Visiting Fort Riley
Junction City & Manhattan, Kansas
 

Detailed Fort Riley hours and activity information

Wounded Knee Monument at Fort Riley, Kansas
Wounded Knee Monument - dedicated in 1893
Great War Memorial -  World War One monument
Great War Memorial - erected in 1918

Construction of Fort Riley, near Junction City, Kansas, began in 1853, and its heritage includes George Armstrong Custer and Buffalo Soldiers in the 19th century as well in providing soldiers that have served the united States in every major conflict of the 20th and 21st Centuries. Fort Riley is an active US military base, and recently grew - after many years in Europe the Big Red One returned to Fort Riley.

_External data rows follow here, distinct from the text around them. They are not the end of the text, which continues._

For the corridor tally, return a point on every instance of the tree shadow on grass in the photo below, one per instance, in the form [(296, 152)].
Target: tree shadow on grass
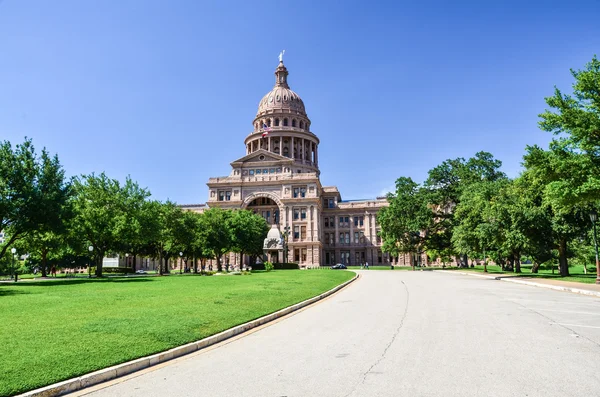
[(52, 283), (9, 292)]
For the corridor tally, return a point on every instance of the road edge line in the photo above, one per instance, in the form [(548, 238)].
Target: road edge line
[(116, 371), (531, 283)]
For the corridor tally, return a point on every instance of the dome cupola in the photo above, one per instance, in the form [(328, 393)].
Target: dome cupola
[(281, 98)]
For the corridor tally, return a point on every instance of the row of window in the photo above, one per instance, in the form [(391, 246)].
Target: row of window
[(299, 213), (263, 171), (267, 215), (277, 122), (224, 195), (299, 232), (359, 258), (299, 192), (344, 221), (344, 238)]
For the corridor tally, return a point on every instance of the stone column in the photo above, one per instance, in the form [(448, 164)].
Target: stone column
[(317, 220), (337, 234), (310, 220), (352, 232)]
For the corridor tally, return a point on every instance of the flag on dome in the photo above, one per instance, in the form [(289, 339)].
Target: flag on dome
[(266, 130)]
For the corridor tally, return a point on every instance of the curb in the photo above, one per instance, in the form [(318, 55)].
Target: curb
[(532, 283), (106, 374)]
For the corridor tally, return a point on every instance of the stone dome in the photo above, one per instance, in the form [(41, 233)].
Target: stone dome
[(281, 97)]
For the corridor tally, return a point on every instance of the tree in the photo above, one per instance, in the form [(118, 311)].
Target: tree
[(552, 171), (405, 222), (104, 213), (447, 183), (215, 232), (33, 192), (248, 232), (575, 120), (475, 228)]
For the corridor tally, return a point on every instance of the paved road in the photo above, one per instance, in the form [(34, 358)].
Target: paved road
[(402, 334)]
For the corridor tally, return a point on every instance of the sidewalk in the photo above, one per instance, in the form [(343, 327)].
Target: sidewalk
[(558, 285)]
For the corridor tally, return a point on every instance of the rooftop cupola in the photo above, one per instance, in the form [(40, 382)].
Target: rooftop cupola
[(281, 74)]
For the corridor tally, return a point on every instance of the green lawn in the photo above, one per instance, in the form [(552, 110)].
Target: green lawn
[(576, 273), (55, 330), (382, 267)]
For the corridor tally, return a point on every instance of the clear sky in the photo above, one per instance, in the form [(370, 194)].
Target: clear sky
[(166, 91)]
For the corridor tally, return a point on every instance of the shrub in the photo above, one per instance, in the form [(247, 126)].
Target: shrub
[(284, 266), (113, 270)]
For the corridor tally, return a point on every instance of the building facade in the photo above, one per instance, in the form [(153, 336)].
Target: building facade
[(279, 178)]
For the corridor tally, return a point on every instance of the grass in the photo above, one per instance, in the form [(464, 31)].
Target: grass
[(379, 267), (576, 273), (59, 329)]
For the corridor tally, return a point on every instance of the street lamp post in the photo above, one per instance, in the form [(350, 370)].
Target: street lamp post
[(484, 261), (14, 252), (90, 249), (286, 232), (594, 218)]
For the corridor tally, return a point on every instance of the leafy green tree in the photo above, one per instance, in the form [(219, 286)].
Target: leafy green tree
[(168, 244), (104, 213), (215, 232), (144, 231), (248, 232), (575, 119), (475, 227), (407, 220), (550, 171), (33, 192), (448, 183)]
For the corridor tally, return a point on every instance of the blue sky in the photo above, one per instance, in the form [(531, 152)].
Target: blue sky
[(166, 91)]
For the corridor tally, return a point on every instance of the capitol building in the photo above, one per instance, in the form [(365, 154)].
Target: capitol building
[(278, 178)]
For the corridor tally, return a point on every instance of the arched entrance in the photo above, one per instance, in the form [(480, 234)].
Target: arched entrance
[(266, 205)]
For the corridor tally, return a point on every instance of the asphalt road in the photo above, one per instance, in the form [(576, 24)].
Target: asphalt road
[(401, 333)]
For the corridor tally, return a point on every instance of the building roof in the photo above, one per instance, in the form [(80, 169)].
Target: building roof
[(281, 99)]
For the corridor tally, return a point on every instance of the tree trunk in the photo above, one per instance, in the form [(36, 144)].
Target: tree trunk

But Fort Riley has a lot to offer visitors: museums, historic buildings, historical markers, statues and monuments. All in a setting that will sometimes remind you of a campus and at other times of a park. There are even a couple of opportunities for visitor shopping: a gift shop in the U.S. Cavalry Museum Post and a thrift shop in Building 267 on Stuart Avenue, next to the stables,

When visitors arrive at the entrance to Fort Riley, it typically takes about 5 minutes to get a visitor's pass. The army requires photo ID, car registration and proof of insurance. They will inform you of any restrictions to where you may go on the Fort. Only US residents are permitted to tour Fort Riley.

Old Trooper Monument
Old Trooper Monument modeled after the drawing “Old Bill” by Fredric Remington.

Grave of Chief - the US Army's last Cavalry Horse
Grave of Chief - the US Army's last Cavalry Horse
Foaled 1932, entered military service 1940-49, died 1968
In front of Old Trooper Monument

There are two museum buildings housing three museums (U. S. Cavalry Museum, Fort Riley Regimental & Constabulary Museum), and the "Custer" House Museum just a couple of hundred feet away. I put Custer in quotes, because when they picked that house to restore, they got the wrong one. Custer actually lived a few doors down the row.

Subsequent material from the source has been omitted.